Large parts of the north "have been the focus of our operations in the past days," said Major Rumi Nielson-Green, stressing that the key city of Tikrit was only one of several the US-led forces were targeting.

She declined to comment on reports that coalition forces were negotiating a surrender of the city, the traditional power base of Iraqi President Saddam Hussein.

A CNN team twice came under fire going through a checkpoint in Tikrit Sunday, but found abandoned barracks of Saddam's elite Republican Guard on the outskirts of the city.

Nielson-Green said the remnants of decimated Republican Guard units had banded together to fight coalition troops.

"Those fights are significant and fierce," she said, adding, however, that the Iraqi units were "just mismatched leftovers with no military command and control".
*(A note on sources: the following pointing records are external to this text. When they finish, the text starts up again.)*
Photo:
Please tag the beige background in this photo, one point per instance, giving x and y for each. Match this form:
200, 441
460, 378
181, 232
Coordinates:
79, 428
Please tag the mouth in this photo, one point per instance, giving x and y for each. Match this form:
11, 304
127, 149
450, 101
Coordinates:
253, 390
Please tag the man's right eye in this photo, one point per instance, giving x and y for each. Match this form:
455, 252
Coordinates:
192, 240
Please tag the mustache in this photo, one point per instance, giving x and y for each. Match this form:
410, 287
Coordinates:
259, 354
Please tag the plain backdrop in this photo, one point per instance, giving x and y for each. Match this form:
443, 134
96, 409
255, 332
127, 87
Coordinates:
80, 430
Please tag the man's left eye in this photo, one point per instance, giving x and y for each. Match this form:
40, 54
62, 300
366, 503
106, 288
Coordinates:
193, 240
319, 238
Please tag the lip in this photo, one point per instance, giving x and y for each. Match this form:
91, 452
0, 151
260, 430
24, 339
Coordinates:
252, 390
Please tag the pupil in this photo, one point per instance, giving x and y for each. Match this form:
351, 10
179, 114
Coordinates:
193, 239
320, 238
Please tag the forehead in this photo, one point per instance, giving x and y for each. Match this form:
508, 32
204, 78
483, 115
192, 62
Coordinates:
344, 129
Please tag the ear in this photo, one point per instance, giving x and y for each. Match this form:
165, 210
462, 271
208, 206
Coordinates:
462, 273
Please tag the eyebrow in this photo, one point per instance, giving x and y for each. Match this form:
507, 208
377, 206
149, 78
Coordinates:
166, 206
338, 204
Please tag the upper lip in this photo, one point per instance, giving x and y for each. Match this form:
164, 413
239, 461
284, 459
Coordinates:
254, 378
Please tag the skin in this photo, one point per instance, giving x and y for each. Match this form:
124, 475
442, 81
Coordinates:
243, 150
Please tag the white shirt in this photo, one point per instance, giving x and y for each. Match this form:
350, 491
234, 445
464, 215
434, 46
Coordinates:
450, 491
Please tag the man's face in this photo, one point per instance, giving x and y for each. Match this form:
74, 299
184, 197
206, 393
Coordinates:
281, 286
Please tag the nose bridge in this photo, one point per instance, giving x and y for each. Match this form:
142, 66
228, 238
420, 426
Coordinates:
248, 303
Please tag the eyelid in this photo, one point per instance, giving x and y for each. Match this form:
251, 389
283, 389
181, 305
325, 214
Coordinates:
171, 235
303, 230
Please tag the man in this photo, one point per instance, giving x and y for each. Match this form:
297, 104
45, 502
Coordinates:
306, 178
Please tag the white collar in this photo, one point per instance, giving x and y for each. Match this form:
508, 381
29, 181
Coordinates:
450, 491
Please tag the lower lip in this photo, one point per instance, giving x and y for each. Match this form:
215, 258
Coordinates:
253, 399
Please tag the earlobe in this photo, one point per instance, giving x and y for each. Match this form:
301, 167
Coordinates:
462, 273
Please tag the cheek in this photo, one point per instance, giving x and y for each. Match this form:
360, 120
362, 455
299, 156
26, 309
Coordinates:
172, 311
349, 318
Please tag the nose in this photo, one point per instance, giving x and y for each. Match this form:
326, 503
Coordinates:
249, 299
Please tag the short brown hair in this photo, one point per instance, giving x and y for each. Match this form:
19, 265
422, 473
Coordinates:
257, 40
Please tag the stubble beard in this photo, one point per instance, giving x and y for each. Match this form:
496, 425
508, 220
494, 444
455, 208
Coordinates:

"A lot of populated areas still have a regime presence," she said of northern Iraq, notably citing the city of Baiji, 45 kilometers (28 miles) north of Tikrit.

"We will work on those until they fall."

The area around Tikrit has come under intense coalition bombing over the past week, but CNN footage showed no indication of any US or British troop military presence on the ground.

Nielson-Green and other officials at the US forward command headquarters at As-Saliyah declined to say when ground troops would move into the city, but did say a "significant number" of US Marines had left Baghdad this week to head north.

"The number is significant enough that if any forces are encountered they will be sorry," she told AFP.

Tikrit, 150 kilometres (95 miles) north of Baghdad, is Saddam's birthplace, his tribal power base and a stronghold of his minority Sunni Muslims who have ruled the nation's Shiite majority.

Before the war, residents pledged to put up a fierce battle, but coalition leaders are hoping the massive bombing in recent days, and veiled threats of even more lethal attacks will convince the remaining Iraqi holdouts to put down their weapons.

General Vincent Renuart told reporters recently at the war command headquarters that he could not rule out using the Massive Ordnance Air Blast (MOAB) on the city.

Known as the "Mother of All Bombs", the MOAB is an almost 10,000 kilo (21,000-pound) behemoth designed to melt just about everything.